3GPP and LTE

The scale and complexity of design, manufacture, and deployment of wireless cellular systems make it all but impossible for a single-company proprietary architecture to gain traction in the global telecommunications market. Instead, cellular network operators and equipment vendors from all over the world have joined to form standards bodies at the national and international level to facilitate the evolution of cellular communication systems. As of this writing, six national standards bodies from around the world have combined to form a single international standards organization for wireless cellular communications, called the Third Generation Partnership Project or 3GPP. The 3GPP partnership was first created to further the universal mobile telecommunications system (UMTS) standard which defined the so-called third generation of cellular communications using code division multiple access on the air interface, but the name 3GPP was retained for the fourth generation (4G) using orthogonal frequency division multiple access.

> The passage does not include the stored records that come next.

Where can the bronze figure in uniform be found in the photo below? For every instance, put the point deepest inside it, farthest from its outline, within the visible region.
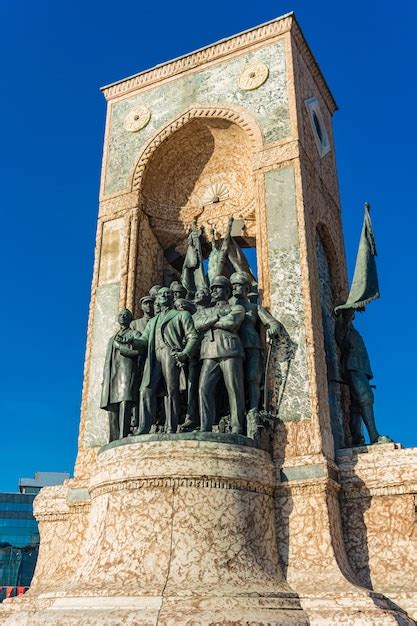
(255, 315)
(222, 355)
(119, 387)
(169, 339)
(357, 373)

This fourth generation of cellular systems came to be known as the long-term evolution of the 3GPP standard and is simply abbreviated as 3GPP-LTE or just LTE.

Support for HetNets in LTE

3GPP standards are published as releases, with a typical interval of 12–18 months between releases. As the UMTS standard matured and the standards activity ramped up on LTE, the same release (Releases 8 and 9) contained standards specifications for both UMTS and LTE.

Release 9 provided end-to-end support for LTE small cells, but these were assumed to be femtocells deployed in homes (called home enhanced node base stations or HeNBs, NodeB being the technical term for a base station in 3GPP), with backhaul provided by the internet service provider to the subscriber's home. However, there was no widespread deployment of such an LTE HeNB network. This standard also ported the “high interference indicator” flag from UMTS, whereby a cell suffering high interference on some orthogonal frequency division multiplexed subcarriers could broadcast this flag so that its neighboring cells could reduce their activity (or the activity of their served users) when they detected the flag. This frequency-domain information exchange was the only form of intercell interference coordination (ICIC) supported by this standard.